Easier Said Than Done
“Cast all your anxiety on him, because he cares for you.” Or so we were advised in this past Sunday’s passage from 1st Peter (5:7). A parishioner asked me this week what this looks like in real life. How do we hand over our worries and fears to God, especially the more reasonable ones?
Well, let’s consider the alternatives. We can cast all our anxiety on others, hoping they’ll carry at least some of it for us and lighten our load. Unfortunately, I find that when I try to offload my anxiety onto someone else, nothing is really subtracted on my end. The contagion simply multiplies.
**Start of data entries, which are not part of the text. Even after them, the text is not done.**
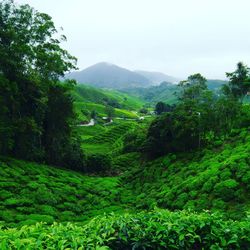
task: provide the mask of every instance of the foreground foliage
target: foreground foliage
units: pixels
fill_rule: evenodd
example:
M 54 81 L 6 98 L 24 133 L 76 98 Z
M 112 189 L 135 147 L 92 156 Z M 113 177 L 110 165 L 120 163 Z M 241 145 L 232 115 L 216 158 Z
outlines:
M 168 154 L 134 163 L 122 178 L 126 203 L 147 209 L 203 209 L 241 219 L 249 211 L 250 133 L 235 130 L 200 152 Z M 135 198 L 136 197 L 136 198 Z
M 0 172 L 0 221 L 8 226 L 86 221 L 123 210 L 116 177 L 83 176 L 14 159 L 0 159 Z
M 247 249 L 250 221 L 156 210 L 106 215 L 86 225 L 36 224 L 0 231 L 5 249 Z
We can cast some of our anxiety on God – or even hold onto all of it ourselves. We can try to reassure ourselves that we can handle our self-imposed burdens. We can turn our stubbornness into a test of strength and then condemn ourselves for failing a test God never intended us to take in the first place.
I suppose we could start by figuring out what is truly our anxiety vs. what we’re trying in vain to carry for someone else. That might ease the burden a bit.
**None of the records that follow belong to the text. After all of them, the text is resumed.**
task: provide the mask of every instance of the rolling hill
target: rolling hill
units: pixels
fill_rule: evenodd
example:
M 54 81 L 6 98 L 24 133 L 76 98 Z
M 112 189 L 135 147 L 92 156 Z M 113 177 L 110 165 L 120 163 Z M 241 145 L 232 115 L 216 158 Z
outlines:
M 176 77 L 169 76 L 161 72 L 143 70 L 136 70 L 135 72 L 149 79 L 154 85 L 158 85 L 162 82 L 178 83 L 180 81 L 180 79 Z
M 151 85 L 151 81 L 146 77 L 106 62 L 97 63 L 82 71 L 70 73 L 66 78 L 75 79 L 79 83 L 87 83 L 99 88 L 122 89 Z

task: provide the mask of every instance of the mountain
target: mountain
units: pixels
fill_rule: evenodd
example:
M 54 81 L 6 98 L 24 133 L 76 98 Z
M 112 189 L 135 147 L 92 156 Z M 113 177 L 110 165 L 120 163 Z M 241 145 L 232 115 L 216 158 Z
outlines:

It might also help if we could discern where our concerns are truly focused. Sometimes that specific, nagging discomfort in the middle of the night provides just enough motivation to change what we would otherwise neglect or ignore. We’re not being asked to cast off our legitimate responsibilities to others. Perhaps not all concerns we lump into “anxiety” are created equal. If they wake us up and open our eyes to where we’re called to make a difference, then they might be God-given signals we should heed.
Maybe that’s why we’re counseled to cast all our anxiety on God – so that God can help us sort through it all and take back on our shoulders what is truly ours to carry.
Paul in Philippians 4:6-7 extends the advice: “Do not worry about anything, but in everything by prayer and supplication with thanksgiving let your requests be made known to God. And the peace of God, which surpasses all understanding, will guard your hearts and your minds in Christ Jesus.” We could just stop at the impossibility of the first line, I suppose, but then we’d miss the impossible promise of peace that follows. We’re talking about God here; since when is the impossible a barrier?
We’re given a couple of practical clues here as well. Prayer seems key – and not just those carefully censored prayers where we only present to God what seems reasonable and polite. We’re encouraged to make all of our requests known – both so we can figure out what is truly needed and so we’re not wasting our time playing silly games with the One who knows our hearts anyway.
But prayer is more than just a laundry list of all that’s wrong; it’s also thanksgiving for what’s right. The stillness of prayer can open our eyes to see the beauty and possibility that anxiety masks. It can help us take the good news as seriously as we take the bad and give us strength to act responsibly.
Sometimes we get so focused on the do’s and don’ts of Scripture that we forget the promises undergirding them – whether it’s the peace passing all understanding or the simple reassurance 1st Peter offers for why we should bother God with all our anxiety in the first place. Because it’s not a bother. “Cast all your anxiety on him…” Why? “Because he cares for you.”